From
the November/December 2001 issue of The Horn Book Magazine
Letters to the Editor
A great editorial on Namia ("Bring
Out Your Dead," July/August 2001). But what can we expect?
This is the age of the "knock-off," after all. Why invent
a better suitcase, can of dog food, or blue jeans? Just imitate
it, give it a similar name, and caveat emptor. Why give
new authors a chance to be creative? The old reliable authors die
or get tired — that's okay. Just hand it on to someone else
who will do as told, and the publisher can make another mint. Pity
the poor kids and parents who don't know the difference. It just
makes me sputter, and I hope Diana Wynne Jones et al. will give
HarperCollins the answer they need. As for me, if this happens,
I will look at imprints more closely and make very judicious and
judgmental purchasing decisions.
Mary I. Purucker
Malibu, California
 
There seems to be a rumor on both
sides of the Atlantic that HarperCollins have asked me to write
a new Narnia book and that I have agreed.
This is not so. Neither branch of
HarperCollins has approached me about this and, if they had, I would
have refused. Utterly. I wish to rebut this rumor as roundly as
possible — roundly, but with spikes on, because I feel very
strongly that no one should write additional Narnia books.

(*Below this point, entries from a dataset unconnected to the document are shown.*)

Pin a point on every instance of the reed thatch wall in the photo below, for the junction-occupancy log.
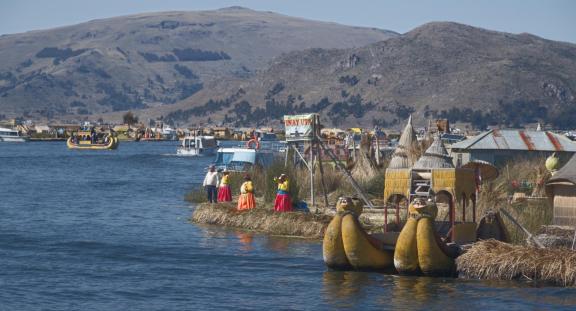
(492, 259)
(263, 220)
(564, 205)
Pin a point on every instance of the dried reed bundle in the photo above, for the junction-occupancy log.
(263, 220)
(492, 259)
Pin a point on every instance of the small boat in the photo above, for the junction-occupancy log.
(197, 146)
(10, 135)
(87, 139)
(242, 159)
(421, 245)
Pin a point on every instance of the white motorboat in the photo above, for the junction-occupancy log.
(10, 135)
(198, 146)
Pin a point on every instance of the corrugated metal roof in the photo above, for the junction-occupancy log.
(435, 156)
(518, 140)
(567, 172)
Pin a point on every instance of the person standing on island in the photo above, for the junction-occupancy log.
(283, 202)
(210, 183)
(246, 200)
(224, 192)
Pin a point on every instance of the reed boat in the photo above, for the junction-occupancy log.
(426, 189)
(88, 139)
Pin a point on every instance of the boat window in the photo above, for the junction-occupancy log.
(208, 143)
(224, 158)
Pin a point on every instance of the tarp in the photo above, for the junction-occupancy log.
(249, 157)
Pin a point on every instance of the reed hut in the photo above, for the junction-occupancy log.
(561, 189)
(495, 260)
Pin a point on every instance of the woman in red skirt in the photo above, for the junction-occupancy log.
(224, 192)
(283, 202)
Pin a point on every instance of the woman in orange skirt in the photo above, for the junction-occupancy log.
(224, 192)
(246, 200)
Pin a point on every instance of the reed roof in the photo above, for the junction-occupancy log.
(566, 173)
(435, 156)
(404, 156)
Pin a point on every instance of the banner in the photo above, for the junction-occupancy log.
(300, 127)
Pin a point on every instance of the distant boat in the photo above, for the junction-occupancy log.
(198, 146)
(242, 159)
(86, 139)
(10, 135)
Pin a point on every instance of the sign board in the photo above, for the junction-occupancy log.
(300, 127)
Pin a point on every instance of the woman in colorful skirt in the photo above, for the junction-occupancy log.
(283, 202)
(224, 192)
(246, 200)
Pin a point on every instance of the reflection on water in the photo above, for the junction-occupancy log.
(245, 240)
(344, 288)
(123, 242)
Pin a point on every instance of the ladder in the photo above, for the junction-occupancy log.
(346, 173)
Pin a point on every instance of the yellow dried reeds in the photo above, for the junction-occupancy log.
(493, 259)
(263, 220)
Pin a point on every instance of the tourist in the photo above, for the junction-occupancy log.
(246, 200)
(210, 183)
(283, 202)
(224, 192)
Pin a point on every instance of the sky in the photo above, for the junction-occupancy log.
(550, 19)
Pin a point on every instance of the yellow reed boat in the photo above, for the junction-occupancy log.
(87, 139)
(423, 190)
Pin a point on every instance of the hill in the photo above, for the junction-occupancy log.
(437, 70)
(151, 60)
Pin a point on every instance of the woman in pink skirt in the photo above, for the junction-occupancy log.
(224, 192)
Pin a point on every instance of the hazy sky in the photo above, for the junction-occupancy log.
(551, 19)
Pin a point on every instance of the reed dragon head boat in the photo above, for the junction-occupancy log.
(435, 197)
(89, 139)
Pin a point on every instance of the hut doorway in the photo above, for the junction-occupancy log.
(399, 204)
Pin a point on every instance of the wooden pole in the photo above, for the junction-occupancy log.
(347, 175)
(311, 167)
(463, 208)
(287, 150)
(385, 217)
(322, 175)
(452, 218)
(377, 150)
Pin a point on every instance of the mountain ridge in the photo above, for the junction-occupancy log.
(150, 59)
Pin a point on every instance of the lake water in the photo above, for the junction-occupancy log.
(109, 230)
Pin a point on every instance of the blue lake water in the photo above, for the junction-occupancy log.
(109, 230)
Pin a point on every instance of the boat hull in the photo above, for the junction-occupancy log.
(18, 139)
(419, 250)
(347, 246)
(112, 144)
(333, 247)
(206, 152)
(360, 251)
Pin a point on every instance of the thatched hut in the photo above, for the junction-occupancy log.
(404, 155)
(561, 189)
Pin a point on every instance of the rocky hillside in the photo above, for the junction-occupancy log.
(151, 60)
(448, 70)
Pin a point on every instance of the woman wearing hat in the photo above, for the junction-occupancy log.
(246, 200)
(224, 192)
(210, 183)
(283, 202)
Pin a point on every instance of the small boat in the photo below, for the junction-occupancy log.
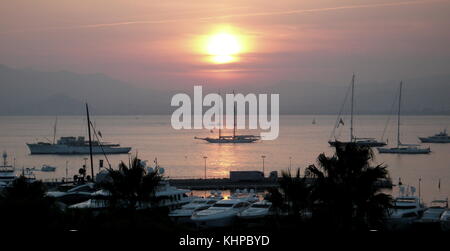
(441, 137)
(257, 210)
(74, 195)
(434, 212)
(445, 221)
(403, 148)
(168, 197)
(71, 145)
(366, 142)
(231, 139)
(47, 168)
(406, 210)
(7, 172)
(245, 194)
(184, 213)
(221, 214)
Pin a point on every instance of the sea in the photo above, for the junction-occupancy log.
(299, 143)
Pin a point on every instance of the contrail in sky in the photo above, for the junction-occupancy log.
(256, 14)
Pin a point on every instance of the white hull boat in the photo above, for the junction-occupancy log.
(403, 148)
(441, 137)
(221, 214)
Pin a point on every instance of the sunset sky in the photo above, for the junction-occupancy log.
(161, 44)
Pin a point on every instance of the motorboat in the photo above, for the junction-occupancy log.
(445, 221)
(71, 145)
(167, 196)
(74, 195)
(433, 213)
(403, 148)
(221, 214)
(47, 168)
(244, 194)
(405, 211)
(257, 210)
(441, 137)
(7, 172)
(185, 212)
(230, 139)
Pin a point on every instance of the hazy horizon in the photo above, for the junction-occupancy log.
(131, 58)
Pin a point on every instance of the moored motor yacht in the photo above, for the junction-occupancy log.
(405, 211)
(433, 213)
(167, 196)
(221, 214)
(445, 220)
(7, 172)
(185, 212)
(257, 210)
(441, 137)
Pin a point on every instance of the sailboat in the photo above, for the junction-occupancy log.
(231, 138)
(403, 148)
(367, 142)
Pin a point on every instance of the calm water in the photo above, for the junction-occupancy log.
(182, 156)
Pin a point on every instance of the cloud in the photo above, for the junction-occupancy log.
(254, 14)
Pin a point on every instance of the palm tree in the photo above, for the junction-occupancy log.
(132, 186)
(346, 188)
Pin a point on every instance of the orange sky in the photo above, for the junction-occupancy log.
(154, 44)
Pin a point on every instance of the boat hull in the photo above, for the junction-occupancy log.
(403, 151)
(72, 150)
(365, 144)
(429, 140)
(229, 141)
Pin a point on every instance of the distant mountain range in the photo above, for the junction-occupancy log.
(30, 92)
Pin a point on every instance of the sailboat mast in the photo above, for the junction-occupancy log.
(54, 130)
(234, 120)
(220, 119)
(351, 108)
(399, 112)
(90, 142)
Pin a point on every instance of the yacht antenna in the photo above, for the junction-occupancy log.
(234, 120)
(54, 129)
(351, 108)
(398, 115)
(90, 142)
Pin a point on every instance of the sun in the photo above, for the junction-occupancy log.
(223, 47)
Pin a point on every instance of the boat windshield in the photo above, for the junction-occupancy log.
(198, 202)
(260, 206)
(404, 207)
(223, 205)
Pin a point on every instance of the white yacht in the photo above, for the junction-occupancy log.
(185, 212)
(405, 211)
(170, 197)
(47, 168)
(257, 210)
(221, 214)
(7, 172)
(445, 221)
(74, 195)
(230, 139)
(441, 137)
(403, 148)
(434, 212)
(244, 194)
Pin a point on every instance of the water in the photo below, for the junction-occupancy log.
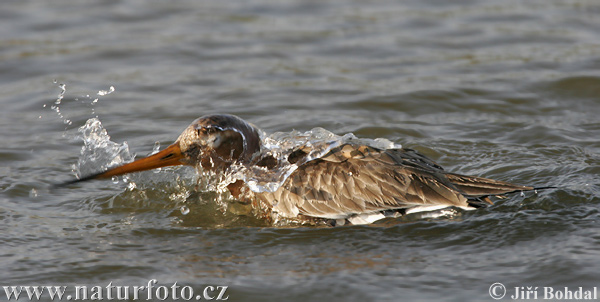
(500, 89)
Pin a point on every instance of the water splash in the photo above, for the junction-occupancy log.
(56, 106)
(86, 100)
(98, 152)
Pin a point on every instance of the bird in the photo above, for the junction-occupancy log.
(349, 183)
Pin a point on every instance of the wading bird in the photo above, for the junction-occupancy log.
(350, 183)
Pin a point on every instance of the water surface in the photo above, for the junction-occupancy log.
(499, 89)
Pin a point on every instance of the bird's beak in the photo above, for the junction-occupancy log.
(170, 156)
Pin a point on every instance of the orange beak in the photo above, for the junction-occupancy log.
(170, 156)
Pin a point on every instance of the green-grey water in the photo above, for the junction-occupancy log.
(508, 90)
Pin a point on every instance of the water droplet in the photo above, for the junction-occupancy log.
(131, 186)
(184, 210)
(156, 147)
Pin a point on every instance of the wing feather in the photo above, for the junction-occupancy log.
(357, 179)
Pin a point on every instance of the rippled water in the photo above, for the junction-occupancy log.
(502, 89)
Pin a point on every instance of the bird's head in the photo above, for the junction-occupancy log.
(213, 141)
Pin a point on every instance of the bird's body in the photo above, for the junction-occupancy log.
(350, 182)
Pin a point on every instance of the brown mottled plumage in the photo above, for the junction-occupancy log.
(348, 181)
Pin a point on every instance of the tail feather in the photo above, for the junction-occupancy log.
(480, 187)
(478, 190)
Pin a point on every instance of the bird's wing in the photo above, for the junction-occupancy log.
(357, 179)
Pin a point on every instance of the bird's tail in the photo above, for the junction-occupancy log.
(479, 189)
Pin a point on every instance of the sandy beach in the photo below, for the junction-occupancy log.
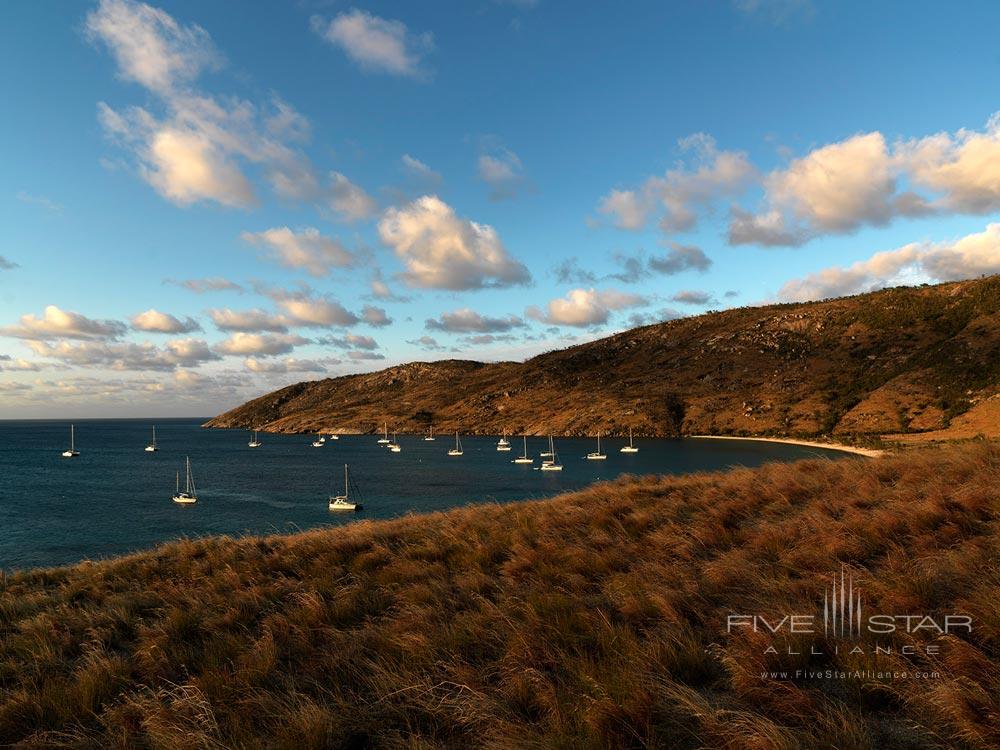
(870, 452)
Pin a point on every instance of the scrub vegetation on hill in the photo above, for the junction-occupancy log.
(906, 360)
(596, 619)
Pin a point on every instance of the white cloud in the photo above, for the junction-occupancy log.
(376, 44)
(964, 168)
(968, 257)
(303, 308)
(260, 344)
(833, 189)
(56, 323)
(584, 307)
(153, 320)
(127, 355)
(150, 47)
(194, 151)
(287, 365)
(248, 321)
(684, 190)
(375, 316)
(348, 200)
(442, 251)
(201, 286)
(467, 320)
(308, 249)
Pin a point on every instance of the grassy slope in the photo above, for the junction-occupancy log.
(897, 360)
(595, 619)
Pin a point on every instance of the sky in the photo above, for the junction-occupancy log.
(202, 202)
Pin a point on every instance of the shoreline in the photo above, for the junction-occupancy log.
(869, 452)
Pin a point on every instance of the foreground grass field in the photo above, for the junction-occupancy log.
(596, 619)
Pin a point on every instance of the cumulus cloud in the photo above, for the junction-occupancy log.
(201, 286)
(683, 191)
(127, 355)
(349, 341)
(584, 307)
(834, 189)
(304, 308)
(443, 251)
(692, 297)
(968, 257)
(260, 344)
(308, 250)
(248, 321)
(194, 151)
(288, 365)
(376, 44)
(502, 171)
(467, 320)
(375, 316)
(680, 258)
(154, 321)
(56, 323)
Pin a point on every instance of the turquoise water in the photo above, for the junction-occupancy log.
(115, 498)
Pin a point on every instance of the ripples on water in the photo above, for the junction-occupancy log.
(115, 498)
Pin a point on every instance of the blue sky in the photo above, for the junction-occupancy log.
(205, 201)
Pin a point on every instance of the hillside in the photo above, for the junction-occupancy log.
(594, 619)
(897, 360)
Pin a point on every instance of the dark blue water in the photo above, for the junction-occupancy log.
(115, 498)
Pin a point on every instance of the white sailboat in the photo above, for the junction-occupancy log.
(552, 464)
(524, 458)
(597, 455)
(72, 452)
(343, 502)
(502, 443)
(190, 494)
(629, 448)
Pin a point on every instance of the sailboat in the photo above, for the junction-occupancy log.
(343, 502)
(629, 448)
(597, 455)
(72, 452)
(151, 448)
(524, 458)
(189, 495)
(553, 463)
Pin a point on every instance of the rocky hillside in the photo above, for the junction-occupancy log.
(902, 360)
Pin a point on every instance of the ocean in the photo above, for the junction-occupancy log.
(115, 498)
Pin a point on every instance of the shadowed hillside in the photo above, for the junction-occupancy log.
(898, 360)
(595, 619)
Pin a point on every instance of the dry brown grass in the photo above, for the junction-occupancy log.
(592, 620)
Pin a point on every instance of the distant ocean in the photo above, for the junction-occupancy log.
(115, 498)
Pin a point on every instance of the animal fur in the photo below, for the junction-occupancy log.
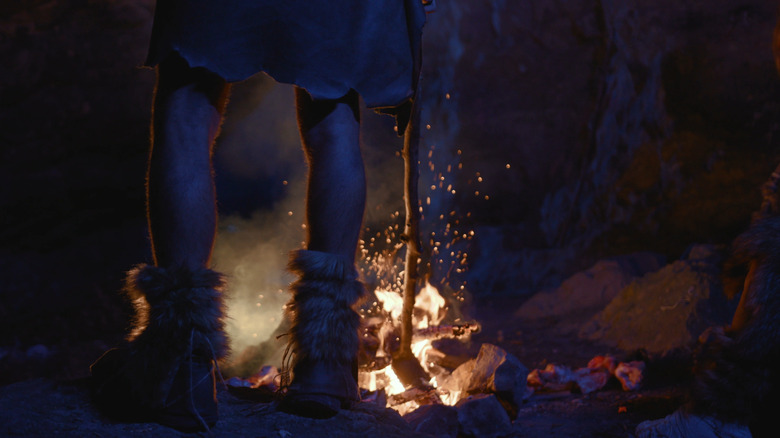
(324, 322)
(179, 315)
(737, 370)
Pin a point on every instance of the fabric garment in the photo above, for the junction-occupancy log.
(325, 47)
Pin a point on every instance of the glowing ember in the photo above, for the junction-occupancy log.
(430, 310)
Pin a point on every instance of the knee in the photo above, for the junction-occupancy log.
(174, 76)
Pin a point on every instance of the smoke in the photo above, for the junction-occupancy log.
(260, 174)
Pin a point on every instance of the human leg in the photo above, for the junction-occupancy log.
(324, 331)
(165, 370)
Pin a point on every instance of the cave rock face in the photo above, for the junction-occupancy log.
(665, 309)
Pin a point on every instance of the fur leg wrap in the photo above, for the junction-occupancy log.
(324, 322)
(179, 314)
(737, 374)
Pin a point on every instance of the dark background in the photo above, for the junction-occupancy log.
(644, 125)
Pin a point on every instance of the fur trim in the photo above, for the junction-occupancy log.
(736, 373)
(179, 313)
(324, 322)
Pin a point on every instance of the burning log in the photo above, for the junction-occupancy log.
(446, 331)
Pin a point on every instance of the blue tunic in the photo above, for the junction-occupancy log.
(327, 47)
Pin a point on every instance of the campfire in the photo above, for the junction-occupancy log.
(380, 341)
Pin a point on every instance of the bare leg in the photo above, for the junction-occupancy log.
(187, 113)
(324, 327)
(337, 183)
(166, 370)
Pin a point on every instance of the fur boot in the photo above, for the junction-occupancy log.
(165, 369)
(324, 338)
(736, 372)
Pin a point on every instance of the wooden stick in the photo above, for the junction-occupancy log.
(411, 154)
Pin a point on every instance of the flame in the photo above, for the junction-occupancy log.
(429, 311)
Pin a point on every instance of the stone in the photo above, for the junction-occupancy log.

I would be very grateful if you could
see your way to printing my rebuttal in The Horn Book Magazine.
Diana Wynne Jones
Bristol, England
 
Bravo! Your editorial in the July/August
issue is outstanding. It not only emphasized a growing concern many
of us have but used such splendid terms in which to describe the
travesty of publishers.
Lately, I have been involved in lengthy
and heated arguments about the sanctity of original illustrations.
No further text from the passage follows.